昨年夏に竣工した「祖師谷の家」。建て主さんも住まわれてから、早くも半年になりました。
いつものような、東京の木を使った土壁の家です。今回、東京都主催の「多摩産材をつかった家づくり」コンクールに応募したところ、なんと優秀賞を頂きました!
実は、ブログでも完成後の写真等まったくご紹介していなかったので、改めてアップさせていただきます。
以前にも書きましたが、東京都内、準防火地域の19.3坪の土地に建つ住宅です。2階がリビングダイニングキッチンになっています。
東側が道路、南側は私道があるため、開けています。南は広がりを持たせるため、ちょっとしたベランダがあります。防火サッシはガラスが網入りのため、建て主さんの要望で、居間の掃き出し窓は、防火仕様の雨戸として、サッシは普通のものを使っています。
敷地が狭いため、敷地境界ぎりぎりに建てています。北側斜線の制約から、内部は西と北の梁、桁の高さが低くなっていますが、南東に屋根が登っているため、空間的広がりを感じます。
流しとコンロ部分はシステムキッチンを使っていますが、後ろ側のカウンターや収納、キッチンの前の壁などは、すべて大工さんが杉板をはぎ合わせるなどして製作してくれました。
洗面所もこのように、壁も天井も杉板です。
ここは、下地材も含めて、ほとんどすべてが多摩産、東京の木で出来ています。
1階に寝室と水回りがあるのですが、このユーティリティに空いているマドは何だと思いますか?

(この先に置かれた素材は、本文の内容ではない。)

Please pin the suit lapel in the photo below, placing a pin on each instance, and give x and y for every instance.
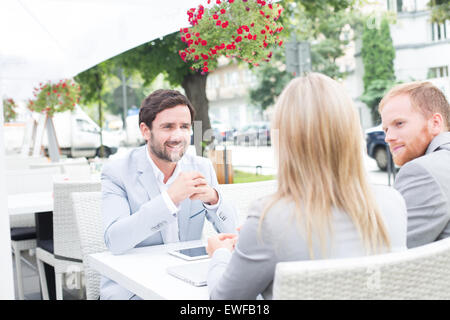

実は、お風呂からのマドなんです。直接外に面していないけど、外光は入るし、景色も眺められます。
それと、マドを開けると、お風呂の残り湯を洗濯機に直接取り込めるというちょっとした機能まであります。
もうひとつ、ちょっと不思議な開口。
階段にかかるところ、普通なら閉じるのですが、今回は空気の動きも考えて開放してみました。
そのお陰で、暗くなりがちな階段部分がぐっと明るくなりました。
竣工直後なので、まだ外構ができていなくてちょっと淋しい写真ですが、、
外壁は全て杉板貼りです。
南側の掃き出しは1階、2階とも防火雨戸がついています。
雨戸は、断熱などの面でもとても有効なので、もっと活用したいですね。
いつもながら、大工さんの丁寧な仕事が随所に。
階段の滑り止めは、いつもとっても好評です。
こちらは、3月4日に都庁で行われた表彰式の記念写真です。
施工者である町家大工都倉の都倉さんと、多摩産材をいつも供給してくれている浜中材木店の浜中さんと友に参列しました。
浜中さんは、私たちのチーム以外に2チームでも受賞! さすがですね。
こちらは、展示用に作成したプレゼンボード。
審査委員長の松留先生から、「都会の狭小地でもここまでできるという、木の家の可能性をみせてもらった」という内容のお言葉を頂戴しました。
祖師谷の家は、建て主さんの理解としっかりした家づくりへの信念、それに答えてくれる全ての職人さん達の力によってつくられたもの。
こういうかたちで評価をいただけたこと、嬉しく思うと同時に、係ってくださった皆様に心より御礼申し上げます。
その後2月のある日、○○省の方々にも視察頂くことになりましたが、その日居間は暖房なしで室温は18℃、湿度51%でした。
建て主さんによれば、冬でも室内の湿度は45%より下がることはないとのこと。
これも、木と土の家のお陰だと思います。
杉のいい香りと、しっとりと暖かいこの室内環境。
もっと沢山の人たちに体感してもらいたいものです。